Whatever you do, don’t forget the most important tip for shopping in the sales – if it wouldn’t catch your eye at full price, it’s not worth buying.

Boost your credit score

I wouldn’t encourage racking up debt but using a credit card for your purchases might have some benefits – especially if you pay your balance in full each month.

Some providers offer cashback incentives – airline miles and other types of rewards. So buying items with your card could be a great way of building those reward points while still saving money.

Compared to other forms of payment, one of the best things about using a credit card is that most providers offer purchase protection. And some offer an extended manufacturer warranty, keeping your product insured for longer.

This means that if something you buy gets damaged or stolen even after the store refund date, you could put in a claim and get your money back through your card provider.

Before making a purchase, check with your provider to see what perks and protection they offer.

In the January sales, only use your credit card for items if you can pay your bill in full and on time. Or, for bigger purchases, think about getting a zero per cent card.

That way, you can avoid interest rates – and the potential debt that follows – and continue to boost your credit score.

Stick to a budget

Whether it’s the weekly food shop or you want to treat yourself, work out how much can afford to spend.

If budgeting is something you dread, there are plenty of free tools to help you get started. The Money Advice Service has a free budget planner tool which can analyse your finances and also offers personalised tips on how you can save money.

If you’re hitting the sales, then make a list of the things you want to buy. Having a list removes the temptation to impulse buy!

Research before buying

Doing your research before you start shopping will help you stay within budget.

Think about logistics. For example, in the sales, is it cheaper to buy something in store or online? While buying in store could help you dodge delivery charges, some deals are exclusive to online products.

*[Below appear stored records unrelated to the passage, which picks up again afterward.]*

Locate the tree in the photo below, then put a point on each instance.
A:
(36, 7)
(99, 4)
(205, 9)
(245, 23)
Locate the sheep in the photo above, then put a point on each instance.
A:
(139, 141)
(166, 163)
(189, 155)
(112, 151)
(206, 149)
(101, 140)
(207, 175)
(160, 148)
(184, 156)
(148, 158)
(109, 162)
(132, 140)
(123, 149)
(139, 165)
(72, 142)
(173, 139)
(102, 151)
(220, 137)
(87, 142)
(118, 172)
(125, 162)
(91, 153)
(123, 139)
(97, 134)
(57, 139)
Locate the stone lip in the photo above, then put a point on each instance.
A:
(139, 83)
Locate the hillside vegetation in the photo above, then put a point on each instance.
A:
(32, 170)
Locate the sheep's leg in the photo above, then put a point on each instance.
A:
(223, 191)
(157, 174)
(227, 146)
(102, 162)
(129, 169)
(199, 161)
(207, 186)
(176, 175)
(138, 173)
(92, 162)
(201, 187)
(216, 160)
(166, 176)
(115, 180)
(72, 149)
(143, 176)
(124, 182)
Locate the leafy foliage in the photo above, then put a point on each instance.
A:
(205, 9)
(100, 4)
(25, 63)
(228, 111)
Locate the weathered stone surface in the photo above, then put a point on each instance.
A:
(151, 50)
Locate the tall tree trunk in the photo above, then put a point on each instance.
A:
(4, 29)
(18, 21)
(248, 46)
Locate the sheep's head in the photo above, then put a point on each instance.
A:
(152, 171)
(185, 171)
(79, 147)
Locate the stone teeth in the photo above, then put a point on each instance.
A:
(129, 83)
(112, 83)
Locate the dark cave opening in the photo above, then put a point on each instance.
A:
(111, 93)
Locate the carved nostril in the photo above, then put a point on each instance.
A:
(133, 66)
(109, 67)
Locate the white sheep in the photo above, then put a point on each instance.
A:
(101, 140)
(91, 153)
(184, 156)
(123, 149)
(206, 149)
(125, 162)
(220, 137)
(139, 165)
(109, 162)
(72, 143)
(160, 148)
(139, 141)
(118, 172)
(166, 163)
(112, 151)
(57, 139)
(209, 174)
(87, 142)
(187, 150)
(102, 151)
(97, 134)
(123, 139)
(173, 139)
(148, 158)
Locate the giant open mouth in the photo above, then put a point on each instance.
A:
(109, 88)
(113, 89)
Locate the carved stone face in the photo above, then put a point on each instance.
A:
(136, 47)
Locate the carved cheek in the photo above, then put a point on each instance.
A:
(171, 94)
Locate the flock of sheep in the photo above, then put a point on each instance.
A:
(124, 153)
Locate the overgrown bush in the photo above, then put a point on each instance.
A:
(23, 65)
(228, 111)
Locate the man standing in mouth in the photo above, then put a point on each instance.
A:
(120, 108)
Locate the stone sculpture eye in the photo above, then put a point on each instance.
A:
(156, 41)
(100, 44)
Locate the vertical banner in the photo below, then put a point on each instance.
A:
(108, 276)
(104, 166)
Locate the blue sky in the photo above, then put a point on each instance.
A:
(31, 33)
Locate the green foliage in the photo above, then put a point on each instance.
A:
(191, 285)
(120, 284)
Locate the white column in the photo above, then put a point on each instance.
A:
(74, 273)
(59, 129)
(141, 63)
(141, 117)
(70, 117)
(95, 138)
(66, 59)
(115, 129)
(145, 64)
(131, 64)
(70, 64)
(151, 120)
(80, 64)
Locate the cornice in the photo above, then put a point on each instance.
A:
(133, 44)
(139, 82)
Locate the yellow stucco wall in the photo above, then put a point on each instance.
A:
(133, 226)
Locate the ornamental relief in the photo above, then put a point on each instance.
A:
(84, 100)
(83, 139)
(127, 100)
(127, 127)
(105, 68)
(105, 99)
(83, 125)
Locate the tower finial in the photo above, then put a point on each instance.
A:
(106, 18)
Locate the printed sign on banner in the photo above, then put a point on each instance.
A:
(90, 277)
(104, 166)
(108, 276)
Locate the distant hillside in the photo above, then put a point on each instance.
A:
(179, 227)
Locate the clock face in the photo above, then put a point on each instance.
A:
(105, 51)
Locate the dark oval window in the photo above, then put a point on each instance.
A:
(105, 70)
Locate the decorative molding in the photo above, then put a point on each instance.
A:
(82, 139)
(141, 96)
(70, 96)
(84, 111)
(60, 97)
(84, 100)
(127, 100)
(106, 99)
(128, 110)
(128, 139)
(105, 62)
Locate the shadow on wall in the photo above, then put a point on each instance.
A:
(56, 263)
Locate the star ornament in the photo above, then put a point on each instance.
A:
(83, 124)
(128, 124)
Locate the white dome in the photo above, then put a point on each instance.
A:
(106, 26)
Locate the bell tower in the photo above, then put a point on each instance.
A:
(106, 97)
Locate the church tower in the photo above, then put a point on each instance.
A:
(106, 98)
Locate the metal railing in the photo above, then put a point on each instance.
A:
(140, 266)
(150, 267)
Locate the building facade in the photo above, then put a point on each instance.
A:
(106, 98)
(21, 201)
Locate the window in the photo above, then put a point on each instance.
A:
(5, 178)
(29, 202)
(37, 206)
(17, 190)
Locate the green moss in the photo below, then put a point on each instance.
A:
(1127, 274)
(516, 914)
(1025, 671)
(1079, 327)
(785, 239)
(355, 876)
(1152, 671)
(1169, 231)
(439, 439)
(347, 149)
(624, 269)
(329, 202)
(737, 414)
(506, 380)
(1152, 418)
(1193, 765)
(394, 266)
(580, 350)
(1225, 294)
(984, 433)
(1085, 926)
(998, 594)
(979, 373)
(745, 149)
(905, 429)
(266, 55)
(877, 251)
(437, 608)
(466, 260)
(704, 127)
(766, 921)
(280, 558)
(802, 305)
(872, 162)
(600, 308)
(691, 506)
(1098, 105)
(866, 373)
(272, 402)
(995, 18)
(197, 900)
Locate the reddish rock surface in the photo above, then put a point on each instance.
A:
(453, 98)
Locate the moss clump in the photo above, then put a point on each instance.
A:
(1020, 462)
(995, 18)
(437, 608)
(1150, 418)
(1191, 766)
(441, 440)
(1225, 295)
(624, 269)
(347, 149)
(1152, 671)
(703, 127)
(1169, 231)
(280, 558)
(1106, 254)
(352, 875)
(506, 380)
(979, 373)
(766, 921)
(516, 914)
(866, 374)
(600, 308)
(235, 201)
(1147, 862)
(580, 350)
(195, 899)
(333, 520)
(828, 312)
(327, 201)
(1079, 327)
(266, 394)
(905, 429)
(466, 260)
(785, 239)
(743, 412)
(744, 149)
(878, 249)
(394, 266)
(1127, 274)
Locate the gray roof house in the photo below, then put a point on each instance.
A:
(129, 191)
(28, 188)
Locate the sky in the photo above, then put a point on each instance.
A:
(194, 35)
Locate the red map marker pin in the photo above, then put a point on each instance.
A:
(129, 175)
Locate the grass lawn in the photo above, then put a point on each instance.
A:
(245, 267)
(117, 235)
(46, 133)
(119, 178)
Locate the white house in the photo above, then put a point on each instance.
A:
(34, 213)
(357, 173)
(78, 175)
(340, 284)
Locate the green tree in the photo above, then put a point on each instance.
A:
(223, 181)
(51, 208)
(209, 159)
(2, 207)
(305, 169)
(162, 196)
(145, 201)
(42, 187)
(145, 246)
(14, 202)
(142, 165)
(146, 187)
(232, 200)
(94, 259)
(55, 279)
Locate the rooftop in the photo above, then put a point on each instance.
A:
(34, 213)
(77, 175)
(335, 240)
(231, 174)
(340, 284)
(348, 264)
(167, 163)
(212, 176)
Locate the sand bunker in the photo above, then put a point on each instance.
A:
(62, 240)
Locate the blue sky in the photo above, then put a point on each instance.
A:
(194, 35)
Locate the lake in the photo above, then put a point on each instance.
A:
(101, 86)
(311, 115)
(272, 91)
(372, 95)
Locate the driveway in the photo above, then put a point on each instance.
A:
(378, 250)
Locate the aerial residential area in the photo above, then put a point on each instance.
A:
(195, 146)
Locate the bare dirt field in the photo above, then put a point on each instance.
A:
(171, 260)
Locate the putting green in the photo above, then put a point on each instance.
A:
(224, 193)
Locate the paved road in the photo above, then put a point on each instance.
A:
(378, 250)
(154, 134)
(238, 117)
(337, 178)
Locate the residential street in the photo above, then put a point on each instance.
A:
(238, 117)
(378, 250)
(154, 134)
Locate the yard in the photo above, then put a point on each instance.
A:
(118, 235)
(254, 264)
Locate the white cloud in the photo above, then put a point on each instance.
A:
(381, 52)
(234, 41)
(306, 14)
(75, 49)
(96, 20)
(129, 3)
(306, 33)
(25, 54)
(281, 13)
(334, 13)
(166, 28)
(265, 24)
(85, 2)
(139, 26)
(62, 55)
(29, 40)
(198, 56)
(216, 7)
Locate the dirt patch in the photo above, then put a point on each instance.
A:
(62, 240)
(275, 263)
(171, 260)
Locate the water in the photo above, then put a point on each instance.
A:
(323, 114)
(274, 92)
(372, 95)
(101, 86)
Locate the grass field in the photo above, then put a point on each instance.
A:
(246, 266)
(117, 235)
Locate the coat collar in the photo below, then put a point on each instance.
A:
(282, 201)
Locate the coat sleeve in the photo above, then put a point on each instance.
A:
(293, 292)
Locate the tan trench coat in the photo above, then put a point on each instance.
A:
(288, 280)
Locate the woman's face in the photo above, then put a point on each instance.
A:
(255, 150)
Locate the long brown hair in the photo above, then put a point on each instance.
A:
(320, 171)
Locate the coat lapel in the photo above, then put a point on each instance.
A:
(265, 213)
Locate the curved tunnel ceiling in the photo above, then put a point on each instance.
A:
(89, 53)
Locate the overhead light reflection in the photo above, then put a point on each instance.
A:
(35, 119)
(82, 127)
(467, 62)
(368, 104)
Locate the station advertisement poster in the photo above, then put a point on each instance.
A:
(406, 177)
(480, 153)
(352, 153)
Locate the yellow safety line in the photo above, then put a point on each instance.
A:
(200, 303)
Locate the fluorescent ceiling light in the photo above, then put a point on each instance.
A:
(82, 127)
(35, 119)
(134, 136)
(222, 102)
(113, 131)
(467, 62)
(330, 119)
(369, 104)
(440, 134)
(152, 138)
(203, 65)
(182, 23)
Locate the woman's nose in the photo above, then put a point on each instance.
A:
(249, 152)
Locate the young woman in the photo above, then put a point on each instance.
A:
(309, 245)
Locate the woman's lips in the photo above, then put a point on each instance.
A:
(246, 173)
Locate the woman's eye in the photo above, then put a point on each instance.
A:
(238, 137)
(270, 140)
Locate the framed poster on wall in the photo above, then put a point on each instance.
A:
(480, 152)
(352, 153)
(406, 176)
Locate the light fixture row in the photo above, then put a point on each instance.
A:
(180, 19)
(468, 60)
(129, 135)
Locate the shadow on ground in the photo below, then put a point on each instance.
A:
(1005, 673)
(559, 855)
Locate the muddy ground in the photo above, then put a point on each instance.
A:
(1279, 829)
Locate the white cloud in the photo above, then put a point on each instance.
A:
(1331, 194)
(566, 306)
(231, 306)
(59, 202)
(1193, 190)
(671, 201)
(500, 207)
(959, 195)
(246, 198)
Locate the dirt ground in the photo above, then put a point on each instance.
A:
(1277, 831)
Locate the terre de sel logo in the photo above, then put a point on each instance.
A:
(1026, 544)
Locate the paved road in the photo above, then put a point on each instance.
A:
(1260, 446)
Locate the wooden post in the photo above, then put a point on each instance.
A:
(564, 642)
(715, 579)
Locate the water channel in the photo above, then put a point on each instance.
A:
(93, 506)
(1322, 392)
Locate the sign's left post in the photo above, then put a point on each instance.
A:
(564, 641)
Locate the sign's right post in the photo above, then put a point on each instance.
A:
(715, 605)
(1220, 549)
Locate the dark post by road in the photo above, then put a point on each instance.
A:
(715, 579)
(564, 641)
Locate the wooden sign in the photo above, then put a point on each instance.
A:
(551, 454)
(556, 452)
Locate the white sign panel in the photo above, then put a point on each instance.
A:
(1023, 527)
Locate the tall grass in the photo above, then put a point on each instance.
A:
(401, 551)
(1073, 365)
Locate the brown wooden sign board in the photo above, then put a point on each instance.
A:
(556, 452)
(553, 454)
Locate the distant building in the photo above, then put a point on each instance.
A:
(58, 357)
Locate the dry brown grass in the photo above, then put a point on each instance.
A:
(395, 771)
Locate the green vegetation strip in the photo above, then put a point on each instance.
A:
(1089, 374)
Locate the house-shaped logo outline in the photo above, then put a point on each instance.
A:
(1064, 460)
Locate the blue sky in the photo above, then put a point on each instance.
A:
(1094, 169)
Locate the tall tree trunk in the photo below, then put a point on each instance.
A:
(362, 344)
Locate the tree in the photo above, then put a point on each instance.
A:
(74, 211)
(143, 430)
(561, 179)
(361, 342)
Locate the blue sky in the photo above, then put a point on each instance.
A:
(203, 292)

If you do choose to shop from the comfort of your own home, sites like My Voucher Codes offer money-off vouchers for when you spend a specific amount on certain sites.

Price comparison apps and websites are also a great way to check which items you could save money on.

Sites like PriceSpy show where you can find good deals on homeware, technology, clothing and more. PriceSpy also allows you to create pricing alerts on products you’re interested in, keeping you well informed throughout the January sales!

About the author

Catherine Winter is Managing Director of Financial Capability at The London Institute of Banking & Finance, which provides financial qualifications for all ages.